I have some scientific measurement data which should be permanently stored in a data store of some sort.
- And what is your role at which academic organization?
- Which kind of data stores are typically used at your academic organization of such data stores?
I am looking for a way to store measurements from 100 000 sensors with measurement data accumulating over years to around 1 000 000 measurements per sensor. Each sensor produces a reading once every minute or less frequently. Thus the data flow is not very large (around 200 measurements per second in the complete system). The sensors are not synchronized.
- Which kind of mathematics do you use?
- How do you ensure that the other 88000 sensors don't report their measurements without synchronizing your sensor measurements?

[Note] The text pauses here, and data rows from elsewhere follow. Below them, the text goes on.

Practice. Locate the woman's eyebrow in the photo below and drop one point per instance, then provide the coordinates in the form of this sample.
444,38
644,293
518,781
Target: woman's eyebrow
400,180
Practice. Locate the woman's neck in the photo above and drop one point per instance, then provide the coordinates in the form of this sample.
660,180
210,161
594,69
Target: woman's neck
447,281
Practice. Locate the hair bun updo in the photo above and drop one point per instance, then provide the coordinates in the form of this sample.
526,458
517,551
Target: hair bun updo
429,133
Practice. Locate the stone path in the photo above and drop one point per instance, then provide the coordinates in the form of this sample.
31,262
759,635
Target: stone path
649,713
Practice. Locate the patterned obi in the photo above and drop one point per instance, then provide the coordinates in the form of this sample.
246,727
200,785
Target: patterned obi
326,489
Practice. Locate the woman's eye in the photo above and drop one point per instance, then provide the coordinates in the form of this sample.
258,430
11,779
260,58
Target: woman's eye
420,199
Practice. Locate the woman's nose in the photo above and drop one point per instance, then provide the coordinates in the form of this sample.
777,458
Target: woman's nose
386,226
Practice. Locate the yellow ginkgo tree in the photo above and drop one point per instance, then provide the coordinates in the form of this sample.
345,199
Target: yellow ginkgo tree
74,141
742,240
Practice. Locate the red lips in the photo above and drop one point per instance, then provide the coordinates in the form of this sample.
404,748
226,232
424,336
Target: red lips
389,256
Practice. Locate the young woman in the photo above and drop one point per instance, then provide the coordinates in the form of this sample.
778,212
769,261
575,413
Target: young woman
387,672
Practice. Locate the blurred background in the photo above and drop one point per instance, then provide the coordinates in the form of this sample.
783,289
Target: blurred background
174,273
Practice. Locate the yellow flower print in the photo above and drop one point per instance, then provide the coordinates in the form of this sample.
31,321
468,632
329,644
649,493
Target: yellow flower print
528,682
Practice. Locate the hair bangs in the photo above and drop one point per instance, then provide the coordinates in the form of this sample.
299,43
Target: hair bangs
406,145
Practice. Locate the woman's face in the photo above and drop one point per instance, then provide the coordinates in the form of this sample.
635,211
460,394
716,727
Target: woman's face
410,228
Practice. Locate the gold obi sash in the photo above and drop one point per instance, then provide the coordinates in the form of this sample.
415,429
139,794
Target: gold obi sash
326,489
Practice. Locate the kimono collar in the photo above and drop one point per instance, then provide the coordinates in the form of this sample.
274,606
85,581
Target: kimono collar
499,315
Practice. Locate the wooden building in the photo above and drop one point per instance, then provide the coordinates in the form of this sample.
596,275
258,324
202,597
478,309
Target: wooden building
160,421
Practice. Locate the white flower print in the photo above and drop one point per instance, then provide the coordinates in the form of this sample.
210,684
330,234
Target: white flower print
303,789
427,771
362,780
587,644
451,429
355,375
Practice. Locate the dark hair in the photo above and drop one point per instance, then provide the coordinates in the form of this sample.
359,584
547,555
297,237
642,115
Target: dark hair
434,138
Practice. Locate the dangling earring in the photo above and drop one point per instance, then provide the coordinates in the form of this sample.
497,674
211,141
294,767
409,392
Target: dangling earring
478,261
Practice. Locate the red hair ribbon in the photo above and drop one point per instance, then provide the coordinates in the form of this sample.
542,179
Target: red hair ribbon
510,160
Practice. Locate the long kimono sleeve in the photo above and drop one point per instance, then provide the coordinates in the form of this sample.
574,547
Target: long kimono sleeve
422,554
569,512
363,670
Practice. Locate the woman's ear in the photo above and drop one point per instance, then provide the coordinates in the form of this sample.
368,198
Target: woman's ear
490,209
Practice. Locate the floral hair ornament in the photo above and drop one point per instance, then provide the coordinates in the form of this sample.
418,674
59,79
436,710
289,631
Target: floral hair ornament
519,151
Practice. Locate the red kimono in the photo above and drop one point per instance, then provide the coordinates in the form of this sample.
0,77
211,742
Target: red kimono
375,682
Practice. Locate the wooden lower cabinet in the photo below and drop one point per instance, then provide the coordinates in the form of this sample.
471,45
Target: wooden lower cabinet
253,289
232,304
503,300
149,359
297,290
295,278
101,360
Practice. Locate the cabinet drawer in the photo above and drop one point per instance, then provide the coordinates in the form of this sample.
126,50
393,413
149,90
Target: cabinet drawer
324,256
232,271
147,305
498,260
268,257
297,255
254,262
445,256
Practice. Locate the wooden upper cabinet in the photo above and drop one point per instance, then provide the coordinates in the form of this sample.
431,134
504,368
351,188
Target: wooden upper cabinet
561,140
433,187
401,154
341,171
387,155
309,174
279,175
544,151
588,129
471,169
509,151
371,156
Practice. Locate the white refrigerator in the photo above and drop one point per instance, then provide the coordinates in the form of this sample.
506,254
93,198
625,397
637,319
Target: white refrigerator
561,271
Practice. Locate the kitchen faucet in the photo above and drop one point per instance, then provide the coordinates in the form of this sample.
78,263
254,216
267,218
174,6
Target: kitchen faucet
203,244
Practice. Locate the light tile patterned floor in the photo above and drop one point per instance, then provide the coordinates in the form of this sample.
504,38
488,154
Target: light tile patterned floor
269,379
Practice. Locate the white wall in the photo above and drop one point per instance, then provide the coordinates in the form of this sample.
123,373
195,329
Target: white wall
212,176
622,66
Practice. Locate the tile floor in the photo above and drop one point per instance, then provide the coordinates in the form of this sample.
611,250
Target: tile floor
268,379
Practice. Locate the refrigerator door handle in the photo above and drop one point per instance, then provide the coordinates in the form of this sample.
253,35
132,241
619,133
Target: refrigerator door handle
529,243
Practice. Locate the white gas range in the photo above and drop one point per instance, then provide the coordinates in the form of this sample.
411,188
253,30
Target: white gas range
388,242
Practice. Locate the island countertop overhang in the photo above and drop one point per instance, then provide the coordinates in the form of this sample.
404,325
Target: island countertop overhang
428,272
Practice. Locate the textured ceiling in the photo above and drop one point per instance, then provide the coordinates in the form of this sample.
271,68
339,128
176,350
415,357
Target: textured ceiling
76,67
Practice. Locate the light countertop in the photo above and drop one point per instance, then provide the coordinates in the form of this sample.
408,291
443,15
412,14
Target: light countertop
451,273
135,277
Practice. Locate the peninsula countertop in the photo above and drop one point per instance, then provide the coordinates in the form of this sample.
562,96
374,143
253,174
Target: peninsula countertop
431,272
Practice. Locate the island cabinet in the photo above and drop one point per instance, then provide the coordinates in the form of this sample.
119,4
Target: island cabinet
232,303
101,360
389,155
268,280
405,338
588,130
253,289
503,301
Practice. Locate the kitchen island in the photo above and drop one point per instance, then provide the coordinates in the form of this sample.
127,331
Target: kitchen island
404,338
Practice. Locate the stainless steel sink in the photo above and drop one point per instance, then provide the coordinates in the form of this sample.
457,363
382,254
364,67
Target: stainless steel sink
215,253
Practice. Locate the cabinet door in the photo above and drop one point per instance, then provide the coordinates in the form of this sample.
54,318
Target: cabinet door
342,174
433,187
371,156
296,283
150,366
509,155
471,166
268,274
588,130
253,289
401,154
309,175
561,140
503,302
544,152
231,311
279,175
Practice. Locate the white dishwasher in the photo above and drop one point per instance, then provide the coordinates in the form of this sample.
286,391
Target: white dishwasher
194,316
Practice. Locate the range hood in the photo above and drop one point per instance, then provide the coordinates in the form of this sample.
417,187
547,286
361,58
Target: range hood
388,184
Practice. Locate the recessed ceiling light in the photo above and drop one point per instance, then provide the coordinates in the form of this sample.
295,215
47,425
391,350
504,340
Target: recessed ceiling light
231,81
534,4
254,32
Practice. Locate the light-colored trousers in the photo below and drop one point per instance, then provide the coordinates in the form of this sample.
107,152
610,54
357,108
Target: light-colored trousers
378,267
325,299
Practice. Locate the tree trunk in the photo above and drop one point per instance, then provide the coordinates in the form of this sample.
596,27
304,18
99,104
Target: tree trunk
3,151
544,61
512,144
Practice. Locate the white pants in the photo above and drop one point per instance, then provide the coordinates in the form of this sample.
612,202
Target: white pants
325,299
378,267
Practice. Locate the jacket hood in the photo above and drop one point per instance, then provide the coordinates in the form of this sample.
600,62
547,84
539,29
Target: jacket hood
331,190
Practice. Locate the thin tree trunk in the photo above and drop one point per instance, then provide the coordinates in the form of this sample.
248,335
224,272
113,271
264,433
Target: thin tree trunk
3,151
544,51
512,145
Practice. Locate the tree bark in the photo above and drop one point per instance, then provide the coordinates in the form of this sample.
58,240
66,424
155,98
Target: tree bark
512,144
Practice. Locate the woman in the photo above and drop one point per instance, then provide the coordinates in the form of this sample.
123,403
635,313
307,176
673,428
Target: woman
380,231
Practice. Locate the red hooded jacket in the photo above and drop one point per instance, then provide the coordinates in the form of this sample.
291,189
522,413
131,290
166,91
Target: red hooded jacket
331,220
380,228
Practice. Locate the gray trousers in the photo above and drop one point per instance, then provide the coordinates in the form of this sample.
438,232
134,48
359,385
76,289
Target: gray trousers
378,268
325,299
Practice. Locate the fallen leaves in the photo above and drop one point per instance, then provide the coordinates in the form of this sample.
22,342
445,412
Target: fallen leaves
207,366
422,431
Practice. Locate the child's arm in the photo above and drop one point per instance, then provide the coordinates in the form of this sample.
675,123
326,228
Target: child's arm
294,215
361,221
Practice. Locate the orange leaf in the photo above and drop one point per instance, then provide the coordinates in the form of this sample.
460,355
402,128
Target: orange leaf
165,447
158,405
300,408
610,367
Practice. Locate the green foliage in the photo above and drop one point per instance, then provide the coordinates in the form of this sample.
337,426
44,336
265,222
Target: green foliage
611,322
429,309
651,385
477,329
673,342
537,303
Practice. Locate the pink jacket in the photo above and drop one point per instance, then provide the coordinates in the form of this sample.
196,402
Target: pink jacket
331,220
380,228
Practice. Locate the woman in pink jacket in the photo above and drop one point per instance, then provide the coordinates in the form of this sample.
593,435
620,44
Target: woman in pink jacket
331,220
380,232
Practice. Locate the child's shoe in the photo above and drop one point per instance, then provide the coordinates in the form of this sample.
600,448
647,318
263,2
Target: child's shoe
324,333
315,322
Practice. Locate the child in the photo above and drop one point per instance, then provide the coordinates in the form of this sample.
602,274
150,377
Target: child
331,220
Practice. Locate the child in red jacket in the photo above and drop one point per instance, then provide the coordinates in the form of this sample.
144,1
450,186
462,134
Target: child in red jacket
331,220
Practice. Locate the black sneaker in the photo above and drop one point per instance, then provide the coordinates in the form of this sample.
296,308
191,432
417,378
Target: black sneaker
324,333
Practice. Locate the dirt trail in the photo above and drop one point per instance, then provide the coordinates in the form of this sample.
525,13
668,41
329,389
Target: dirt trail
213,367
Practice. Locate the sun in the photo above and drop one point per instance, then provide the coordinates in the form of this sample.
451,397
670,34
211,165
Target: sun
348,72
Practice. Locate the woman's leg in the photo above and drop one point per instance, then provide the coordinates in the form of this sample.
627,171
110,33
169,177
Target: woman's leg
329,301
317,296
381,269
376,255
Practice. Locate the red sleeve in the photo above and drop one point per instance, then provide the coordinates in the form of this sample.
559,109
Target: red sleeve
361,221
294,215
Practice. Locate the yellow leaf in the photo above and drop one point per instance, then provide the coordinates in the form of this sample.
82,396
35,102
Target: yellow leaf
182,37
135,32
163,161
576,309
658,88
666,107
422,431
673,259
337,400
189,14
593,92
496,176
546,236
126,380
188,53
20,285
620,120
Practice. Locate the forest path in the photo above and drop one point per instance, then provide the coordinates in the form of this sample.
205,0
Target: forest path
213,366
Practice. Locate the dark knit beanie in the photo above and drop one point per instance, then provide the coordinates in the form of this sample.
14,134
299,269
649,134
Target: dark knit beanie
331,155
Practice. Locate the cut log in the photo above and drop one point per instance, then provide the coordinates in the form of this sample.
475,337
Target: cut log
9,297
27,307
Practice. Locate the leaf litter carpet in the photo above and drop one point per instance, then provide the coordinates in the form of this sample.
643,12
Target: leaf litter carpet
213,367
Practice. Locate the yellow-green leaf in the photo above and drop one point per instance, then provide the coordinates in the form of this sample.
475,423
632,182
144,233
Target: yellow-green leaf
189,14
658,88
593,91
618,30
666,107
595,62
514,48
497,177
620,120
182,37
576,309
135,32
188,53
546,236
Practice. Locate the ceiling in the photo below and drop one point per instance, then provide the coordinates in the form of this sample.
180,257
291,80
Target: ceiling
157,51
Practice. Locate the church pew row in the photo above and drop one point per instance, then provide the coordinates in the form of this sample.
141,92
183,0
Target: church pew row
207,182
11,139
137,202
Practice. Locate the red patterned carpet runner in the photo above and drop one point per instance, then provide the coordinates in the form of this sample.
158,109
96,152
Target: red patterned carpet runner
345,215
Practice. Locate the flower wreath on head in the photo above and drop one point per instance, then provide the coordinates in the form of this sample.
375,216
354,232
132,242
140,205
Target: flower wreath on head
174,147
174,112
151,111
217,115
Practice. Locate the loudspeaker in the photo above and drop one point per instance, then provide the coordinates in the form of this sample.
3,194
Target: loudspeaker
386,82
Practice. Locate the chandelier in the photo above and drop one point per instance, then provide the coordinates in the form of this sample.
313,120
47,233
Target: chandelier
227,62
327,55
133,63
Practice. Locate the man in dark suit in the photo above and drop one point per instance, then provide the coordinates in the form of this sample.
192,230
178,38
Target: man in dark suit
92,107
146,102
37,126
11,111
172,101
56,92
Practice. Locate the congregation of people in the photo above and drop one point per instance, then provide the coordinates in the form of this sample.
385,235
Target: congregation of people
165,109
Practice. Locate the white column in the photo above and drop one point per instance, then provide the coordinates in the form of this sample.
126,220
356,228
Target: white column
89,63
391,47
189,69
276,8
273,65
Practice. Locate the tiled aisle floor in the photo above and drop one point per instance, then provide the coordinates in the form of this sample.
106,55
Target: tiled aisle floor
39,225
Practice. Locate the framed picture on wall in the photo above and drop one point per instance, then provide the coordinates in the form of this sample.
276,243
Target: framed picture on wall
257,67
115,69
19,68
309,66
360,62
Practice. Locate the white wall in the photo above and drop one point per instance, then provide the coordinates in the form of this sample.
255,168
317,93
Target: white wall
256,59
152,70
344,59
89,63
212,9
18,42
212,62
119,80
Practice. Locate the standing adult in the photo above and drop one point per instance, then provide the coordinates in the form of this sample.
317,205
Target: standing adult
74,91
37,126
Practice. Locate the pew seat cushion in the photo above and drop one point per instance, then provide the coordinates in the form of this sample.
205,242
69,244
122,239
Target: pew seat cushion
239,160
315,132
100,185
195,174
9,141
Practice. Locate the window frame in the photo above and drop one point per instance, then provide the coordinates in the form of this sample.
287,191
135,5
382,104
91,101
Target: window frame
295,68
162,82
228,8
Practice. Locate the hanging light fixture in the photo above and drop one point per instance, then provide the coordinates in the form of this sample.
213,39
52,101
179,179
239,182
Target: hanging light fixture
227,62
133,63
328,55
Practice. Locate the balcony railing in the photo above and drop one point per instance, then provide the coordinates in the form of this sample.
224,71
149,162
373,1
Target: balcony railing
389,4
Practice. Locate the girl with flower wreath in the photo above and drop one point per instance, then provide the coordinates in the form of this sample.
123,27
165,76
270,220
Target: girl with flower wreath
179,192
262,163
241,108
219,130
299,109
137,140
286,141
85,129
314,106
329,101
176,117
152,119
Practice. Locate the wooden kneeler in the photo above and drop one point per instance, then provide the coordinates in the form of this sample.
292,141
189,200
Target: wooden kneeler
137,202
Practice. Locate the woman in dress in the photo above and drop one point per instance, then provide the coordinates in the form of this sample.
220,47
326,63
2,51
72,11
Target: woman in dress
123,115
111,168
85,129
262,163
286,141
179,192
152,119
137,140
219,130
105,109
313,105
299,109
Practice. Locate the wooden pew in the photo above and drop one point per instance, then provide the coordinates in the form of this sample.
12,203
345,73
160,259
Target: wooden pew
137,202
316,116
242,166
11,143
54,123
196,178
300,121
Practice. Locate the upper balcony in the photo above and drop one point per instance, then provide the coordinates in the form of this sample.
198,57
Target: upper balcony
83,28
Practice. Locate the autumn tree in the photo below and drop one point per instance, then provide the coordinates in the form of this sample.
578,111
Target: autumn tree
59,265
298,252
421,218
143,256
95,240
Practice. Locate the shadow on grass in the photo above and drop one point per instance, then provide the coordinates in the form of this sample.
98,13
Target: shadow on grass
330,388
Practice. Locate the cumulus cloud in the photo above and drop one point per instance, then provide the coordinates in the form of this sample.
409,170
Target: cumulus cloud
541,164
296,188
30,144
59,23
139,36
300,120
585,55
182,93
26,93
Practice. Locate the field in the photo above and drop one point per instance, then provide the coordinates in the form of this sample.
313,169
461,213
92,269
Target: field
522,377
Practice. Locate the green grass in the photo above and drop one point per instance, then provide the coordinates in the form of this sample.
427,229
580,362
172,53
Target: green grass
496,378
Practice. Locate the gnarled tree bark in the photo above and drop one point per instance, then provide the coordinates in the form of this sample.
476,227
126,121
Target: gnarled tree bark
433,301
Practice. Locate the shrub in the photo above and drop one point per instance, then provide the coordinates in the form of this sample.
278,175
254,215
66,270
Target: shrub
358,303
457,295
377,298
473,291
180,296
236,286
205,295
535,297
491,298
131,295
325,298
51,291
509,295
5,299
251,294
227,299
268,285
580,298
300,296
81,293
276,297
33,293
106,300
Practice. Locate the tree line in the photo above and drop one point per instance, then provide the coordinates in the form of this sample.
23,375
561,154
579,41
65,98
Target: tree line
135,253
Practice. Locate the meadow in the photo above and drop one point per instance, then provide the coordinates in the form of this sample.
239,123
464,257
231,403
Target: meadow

- How is the timestamp achieved where?
- Which level of time accuracy and time synchronization do you need and achieve in your experiment?
When I divide 100000 sensors by 60 seconds (one measurement per sensor per minute), then I get around 1667 measurements on average per second, not your claimed 200. If you multiply 200 sensors with 60 seconds (one measurement per sensor per minute), you may only have about 12000 sensors, and have to ensure that the remaining 88000 sensors are not taking measurements during your experiment.
You reported that the measurements of the sensors are not synchronized. But when measurements are taken at the sensors, then time has to be synchronized among the sensors. I did not get which time accuracy you need.
The data itself comes as a stream of triplets: [timestamp] [sensor #] [value], where everything can be represented as a 32-bit value.
As Brian has already mentioned, this sounds to fit scientific databases. Some of them use time series. These seem to fit well for your situation.
I want to know which source allows efficient data storage features between file system and dbms in a large project.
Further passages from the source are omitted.